Mit „Elle“ kehrt der 78-jährige niederländische Regisseur Paul Verhoeven ins Kino zurück. Ein grandioses Vexierspiel mit einer grandiosen Isabelle Huppert in der Hauptrolle.


| Von Otto Friedrich

Zwischen erotischem Begehren und sexueller Gewalt liegt nur ein schma-ler Grat. Auch in der Filmgeschichte fehlt es nicht an Erzählungen über Möglichkeit und Unmöglichkeiten, sich auf derartigem Grat zu halten und nicht in Abgründe zu stürzen. Man denkt an Bernardo Bertolu-ccis Klassiker „Der letzte Tango in Paris“, wo die Triebe das menschliche Treiben auf der Leinwand zum Exzess werden lassen.
„Elle“, Paul Verhoevens Rückkehr ins heimische Kino nach zehn Jahren Abstinenz, ist, was das Explizite betrifft, kein Skandal, aber doch ein Tabu-Brecher: Denn wie hier mit dem Thema Vergewalti-gung umgegangen wird, kann in den Geruch geraten, sexuelle Gewalt leichtfertig für die Dramaturgie einer Filmhandlung (eine Adaption des Romans „,Oh …‘“ von Philippe Djian) einzusetzen.
Solchem Einwand steht jedoch die kompromisslose Gesellschaftsdiagnose entgegen, die „Elle“ in grandioser Weise darstellt. Mag sein, dass diese doch arg zynisch ausfällt. Aber die Art und Weise, wie Paul Verhoeven im Verein mit seiner einmal mehr großartigen Hauptdarstellerin Isabelle Huppert dies umsetzt, macht das Opus des 78-jährigen Niederländers zum Filmereignis ersten Ranges.
Michèle (Huppert) ist die toughe Leiterin einer Firma, die Computerspiele entwickelt, sie hält ihre Beschäftigten streng an der Kandare. Als sie eines Abends in ihre Wohnung in einem Pariser Villenviertel kommt, wartet ein in schwarzer Ganzkörpermaske gekleideter Eindringling auf sie.

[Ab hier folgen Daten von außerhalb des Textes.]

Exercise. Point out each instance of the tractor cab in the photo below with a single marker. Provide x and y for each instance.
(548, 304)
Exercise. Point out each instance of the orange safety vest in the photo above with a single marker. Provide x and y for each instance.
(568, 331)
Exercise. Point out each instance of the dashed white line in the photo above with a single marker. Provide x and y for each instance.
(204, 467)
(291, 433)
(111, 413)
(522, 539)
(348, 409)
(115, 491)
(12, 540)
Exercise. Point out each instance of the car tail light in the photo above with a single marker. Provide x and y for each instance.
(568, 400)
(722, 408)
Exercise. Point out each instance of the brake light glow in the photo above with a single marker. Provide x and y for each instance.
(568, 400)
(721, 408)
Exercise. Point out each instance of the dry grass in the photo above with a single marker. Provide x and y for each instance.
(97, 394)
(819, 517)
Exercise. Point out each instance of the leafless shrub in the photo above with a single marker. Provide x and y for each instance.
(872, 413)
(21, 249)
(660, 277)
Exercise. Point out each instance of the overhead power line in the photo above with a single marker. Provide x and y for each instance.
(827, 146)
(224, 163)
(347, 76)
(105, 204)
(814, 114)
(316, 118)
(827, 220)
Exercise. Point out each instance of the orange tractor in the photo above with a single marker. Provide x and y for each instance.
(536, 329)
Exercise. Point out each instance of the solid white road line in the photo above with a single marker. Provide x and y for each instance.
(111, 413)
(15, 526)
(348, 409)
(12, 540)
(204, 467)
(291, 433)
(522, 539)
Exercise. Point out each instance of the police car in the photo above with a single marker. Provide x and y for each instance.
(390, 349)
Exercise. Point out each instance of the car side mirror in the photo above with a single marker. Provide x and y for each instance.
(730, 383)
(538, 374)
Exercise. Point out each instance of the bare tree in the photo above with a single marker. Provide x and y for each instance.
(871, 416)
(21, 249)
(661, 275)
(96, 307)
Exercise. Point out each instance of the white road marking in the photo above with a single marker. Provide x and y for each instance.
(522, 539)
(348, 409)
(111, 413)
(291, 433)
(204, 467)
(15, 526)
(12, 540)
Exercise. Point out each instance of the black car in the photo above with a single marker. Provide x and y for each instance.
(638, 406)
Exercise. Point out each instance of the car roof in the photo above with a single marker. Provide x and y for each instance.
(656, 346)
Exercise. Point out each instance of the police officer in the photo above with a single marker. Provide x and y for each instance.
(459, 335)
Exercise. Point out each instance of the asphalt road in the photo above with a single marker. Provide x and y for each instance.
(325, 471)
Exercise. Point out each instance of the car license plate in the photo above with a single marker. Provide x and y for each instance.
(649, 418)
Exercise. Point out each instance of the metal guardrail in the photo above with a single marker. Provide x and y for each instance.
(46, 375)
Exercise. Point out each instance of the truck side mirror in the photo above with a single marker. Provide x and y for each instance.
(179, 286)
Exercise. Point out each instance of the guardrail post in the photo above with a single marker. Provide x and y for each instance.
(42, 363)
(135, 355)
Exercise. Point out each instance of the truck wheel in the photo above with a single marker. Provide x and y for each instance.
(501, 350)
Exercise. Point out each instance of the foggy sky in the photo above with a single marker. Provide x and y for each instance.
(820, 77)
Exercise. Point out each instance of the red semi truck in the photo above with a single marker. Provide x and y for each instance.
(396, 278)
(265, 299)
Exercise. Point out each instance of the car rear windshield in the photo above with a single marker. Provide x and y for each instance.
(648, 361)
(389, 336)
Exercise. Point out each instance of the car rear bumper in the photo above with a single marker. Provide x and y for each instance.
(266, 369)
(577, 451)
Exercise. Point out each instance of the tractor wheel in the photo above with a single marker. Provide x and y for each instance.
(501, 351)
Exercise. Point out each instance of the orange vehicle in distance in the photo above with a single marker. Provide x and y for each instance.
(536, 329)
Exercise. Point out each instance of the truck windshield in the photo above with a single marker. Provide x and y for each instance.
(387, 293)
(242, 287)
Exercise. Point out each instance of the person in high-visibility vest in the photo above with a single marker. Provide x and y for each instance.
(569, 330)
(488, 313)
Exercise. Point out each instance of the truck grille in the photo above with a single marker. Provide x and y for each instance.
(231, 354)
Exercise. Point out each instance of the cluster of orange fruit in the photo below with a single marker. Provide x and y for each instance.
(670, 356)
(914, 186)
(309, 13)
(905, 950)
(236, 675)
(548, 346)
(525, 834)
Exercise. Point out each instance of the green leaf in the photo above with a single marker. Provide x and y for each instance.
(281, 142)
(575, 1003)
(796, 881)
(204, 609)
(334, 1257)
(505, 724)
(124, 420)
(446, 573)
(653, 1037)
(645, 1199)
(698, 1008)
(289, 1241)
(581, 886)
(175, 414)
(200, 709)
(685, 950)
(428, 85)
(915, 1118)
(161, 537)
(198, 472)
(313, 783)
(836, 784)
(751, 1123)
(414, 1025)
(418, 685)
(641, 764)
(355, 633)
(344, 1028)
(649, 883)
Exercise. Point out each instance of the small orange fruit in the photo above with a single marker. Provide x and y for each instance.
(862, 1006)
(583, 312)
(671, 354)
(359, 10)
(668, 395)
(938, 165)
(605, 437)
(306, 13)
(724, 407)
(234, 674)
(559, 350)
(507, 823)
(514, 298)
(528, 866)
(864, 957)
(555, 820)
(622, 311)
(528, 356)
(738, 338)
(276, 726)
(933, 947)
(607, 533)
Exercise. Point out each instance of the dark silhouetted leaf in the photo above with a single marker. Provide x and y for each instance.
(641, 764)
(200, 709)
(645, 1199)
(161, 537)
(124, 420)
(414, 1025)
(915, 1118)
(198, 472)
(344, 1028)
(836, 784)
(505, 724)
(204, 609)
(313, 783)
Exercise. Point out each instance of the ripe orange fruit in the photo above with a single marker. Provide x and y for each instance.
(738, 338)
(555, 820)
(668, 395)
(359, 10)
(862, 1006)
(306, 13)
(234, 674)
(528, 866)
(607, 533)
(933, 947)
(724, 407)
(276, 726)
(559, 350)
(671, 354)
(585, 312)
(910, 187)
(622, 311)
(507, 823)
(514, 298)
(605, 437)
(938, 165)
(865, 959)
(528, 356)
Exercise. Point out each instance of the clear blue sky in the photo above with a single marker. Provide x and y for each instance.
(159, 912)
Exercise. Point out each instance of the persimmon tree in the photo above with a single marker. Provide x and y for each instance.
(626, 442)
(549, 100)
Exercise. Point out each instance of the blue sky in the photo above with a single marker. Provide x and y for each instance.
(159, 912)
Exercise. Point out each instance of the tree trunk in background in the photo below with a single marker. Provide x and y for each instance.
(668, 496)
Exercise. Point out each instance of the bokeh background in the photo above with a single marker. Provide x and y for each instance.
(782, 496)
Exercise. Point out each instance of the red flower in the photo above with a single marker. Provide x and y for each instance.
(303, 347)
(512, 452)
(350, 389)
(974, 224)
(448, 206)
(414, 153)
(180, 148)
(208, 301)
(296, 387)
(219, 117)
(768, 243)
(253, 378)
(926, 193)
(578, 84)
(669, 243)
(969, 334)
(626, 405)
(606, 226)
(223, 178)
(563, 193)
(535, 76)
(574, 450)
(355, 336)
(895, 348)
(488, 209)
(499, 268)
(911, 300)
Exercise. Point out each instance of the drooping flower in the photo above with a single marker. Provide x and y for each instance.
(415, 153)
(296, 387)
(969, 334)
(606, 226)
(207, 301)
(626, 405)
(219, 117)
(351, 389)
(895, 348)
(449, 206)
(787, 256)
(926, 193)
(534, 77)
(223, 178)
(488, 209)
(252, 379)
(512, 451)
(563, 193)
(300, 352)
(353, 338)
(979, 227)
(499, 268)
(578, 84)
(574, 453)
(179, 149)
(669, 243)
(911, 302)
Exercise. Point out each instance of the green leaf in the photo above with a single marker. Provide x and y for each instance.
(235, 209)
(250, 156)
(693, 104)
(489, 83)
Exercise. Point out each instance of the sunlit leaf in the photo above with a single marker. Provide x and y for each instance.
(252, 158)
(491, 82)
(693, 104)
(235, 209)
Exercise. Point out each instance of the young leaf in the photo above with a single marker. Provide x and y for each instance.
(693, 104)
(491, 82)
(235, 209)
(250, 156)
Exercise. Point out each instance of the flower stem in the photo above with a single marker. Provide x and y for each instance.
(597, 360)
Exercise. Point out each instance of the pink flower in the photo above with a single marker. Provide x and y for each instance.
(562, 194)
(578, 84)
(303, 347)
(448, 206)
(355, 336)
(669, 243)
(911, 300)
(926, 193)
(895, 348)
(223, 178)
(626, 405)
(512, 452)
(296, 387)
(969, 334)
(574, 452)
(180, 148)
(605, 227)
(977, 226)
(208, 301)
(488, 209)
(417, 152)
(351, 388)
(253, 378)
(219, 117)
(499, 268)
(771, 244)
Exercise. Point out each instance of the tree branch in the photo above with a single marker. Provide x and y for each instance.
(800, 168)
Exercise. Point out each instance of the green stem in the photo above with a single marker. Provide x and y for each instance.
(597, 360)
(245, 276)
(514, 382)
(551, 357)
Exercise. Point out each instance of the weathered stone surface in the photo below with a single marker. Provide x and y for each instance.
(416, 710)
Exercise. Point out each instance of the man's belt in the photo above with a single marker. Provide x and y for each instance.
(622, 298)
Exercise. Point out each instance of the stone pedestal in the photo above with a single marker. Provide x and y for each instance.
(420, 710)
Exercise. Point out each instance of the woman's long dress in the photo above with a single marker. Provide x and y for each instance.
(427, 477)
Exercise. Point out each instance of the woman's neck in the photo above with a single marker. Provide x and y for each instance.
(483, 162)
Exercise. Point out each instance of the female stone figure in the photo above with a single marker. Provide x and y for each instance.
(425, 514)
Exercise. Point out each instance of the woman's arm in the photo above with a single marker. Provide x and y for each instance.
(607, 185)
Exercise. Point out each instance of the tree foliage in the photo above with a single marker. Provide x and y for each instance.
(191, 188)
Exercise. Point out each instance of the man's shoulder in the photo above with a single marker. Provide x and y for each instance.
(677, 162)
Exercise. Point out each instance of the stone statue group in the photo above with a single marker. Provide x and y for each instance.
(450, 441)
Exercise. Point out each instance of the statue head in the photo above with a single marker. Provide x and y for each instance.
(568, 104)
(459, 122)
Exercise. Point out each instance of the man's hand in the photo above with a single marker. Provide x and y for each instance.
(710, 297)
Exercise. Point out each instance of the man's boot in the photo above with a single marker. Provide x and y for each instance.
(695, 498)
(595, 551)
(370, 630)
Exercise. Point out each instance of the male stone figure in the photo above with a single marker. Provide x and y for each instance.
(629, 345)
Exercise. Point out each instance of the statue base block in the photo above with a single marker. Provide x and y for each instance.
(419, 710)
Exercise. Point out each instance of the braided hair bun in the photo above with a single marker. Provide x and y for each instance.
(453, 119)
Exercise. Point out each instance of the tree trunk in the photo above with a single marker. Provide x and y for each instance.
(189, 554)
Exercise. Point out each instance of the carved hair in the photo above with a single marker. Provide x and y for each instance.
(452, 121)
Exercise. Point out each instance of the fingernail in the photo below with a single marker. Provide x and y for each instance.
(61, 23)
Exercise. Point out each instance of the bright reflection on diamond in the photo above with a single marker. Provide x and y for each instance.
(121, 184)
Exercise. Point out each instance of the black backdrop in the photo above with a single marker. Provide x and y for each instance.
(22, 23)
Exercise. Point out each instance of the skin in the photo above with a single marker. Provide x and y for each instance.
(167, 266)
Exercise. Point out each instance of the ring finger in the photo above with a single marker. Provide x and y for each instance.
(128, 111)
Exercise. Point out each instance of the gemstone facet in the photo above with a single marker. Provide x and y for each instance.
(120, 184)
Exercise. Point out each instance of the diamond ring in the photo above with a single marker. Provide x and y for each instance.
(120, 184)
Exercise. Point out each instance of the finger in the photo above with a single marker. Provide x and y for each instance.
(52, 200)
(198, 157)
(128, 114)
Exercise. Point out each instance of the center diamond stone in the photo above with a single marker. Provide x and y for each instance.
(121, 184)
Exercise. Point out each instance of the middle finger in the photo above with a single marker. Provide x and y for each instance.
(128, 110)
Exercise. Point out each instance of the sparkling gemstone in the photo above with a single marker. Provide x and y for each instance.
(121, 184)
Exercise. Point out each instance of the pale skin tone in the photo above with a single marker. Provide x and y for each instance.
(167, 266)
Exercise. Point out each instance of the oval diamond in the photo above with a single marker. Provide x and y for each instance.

Schonungslos, brutal, ungeschönt

Der Film beginnt bildlos nur mit den Geräuschen dieser Vergewaltigung. Aber auch als sich zum Ton dann die Bilder und Schnitte gesellen, bleibt Verhoeven schonungslos: brutal, entwürdigend. Verbrecherisch ist das Geschehen, das der Film ungeschönt zeigt.
Doch Michèle reagiert nicht so, wie man es von einem Opfer erwartet. Sie verständigt keineswegs die Polizei (und tut dies auch in der Folge nicht), sondern wirft die Unterwäsche sowie die im Zuge der Gewalt zu Bruch gegangenen Einrichtungsgegenstände in den Mistkübel und setzt sich dann in die Badewanne.
Irgendwann erzählt sie Freunden beiläufig von der Vergewaltigung – die nicht die einzige bleiben wird; und diese sind entsetzt, dass sie dagegen nichts unternimmt. Nach und nach enthüllt der Plot, dass diese bourgeoise Exis-tenz voller Abgründe ist: Michèle hat ein Verhältnis mit dem Mann von Anna (Anne Consigny), mit der sie gemeinsam die Computer-spielfirma leitet. Und von ihren Spiel-Entwicklern fordert sie immer explizitere Gewaltdarstellungen ei-nes Fantasy-Monsters, das sich im Computerspiel an einer ätherischen Maid vergeht.
Alles in „Elle“ ist ein Vexierbild: Eigentlich jede Figur entpuppt sich – je nach Blickwinkel – als gleichermaßen gut wie als böse, und es gibt kein Setting, das nur einen Augenblick lang beruhigend wäre. Ob eine Vergewaltigung das ist, was sie zeigt – oder die Erfüllung einer sexuellen Fantasie, bleibt ebenso offen wie die Legitimität von Lebensbewältigungen, die einem in „Elle“ auf geradezu aufdringlich bunte und Konventionen hinter sich lassende Weise angeboten werden. Einen durch und durch bösartigen Blick auf diese Gesellschaft erlaubt sich Verhoeven, und er wird in „Elle“ zum genialen Fortführer filmischer Vivisektion der Bourgeoisie, wie sie der Altvordere Luis Buñuel von den 1950er- bis in 1970er-Jahre vorgelegt hat.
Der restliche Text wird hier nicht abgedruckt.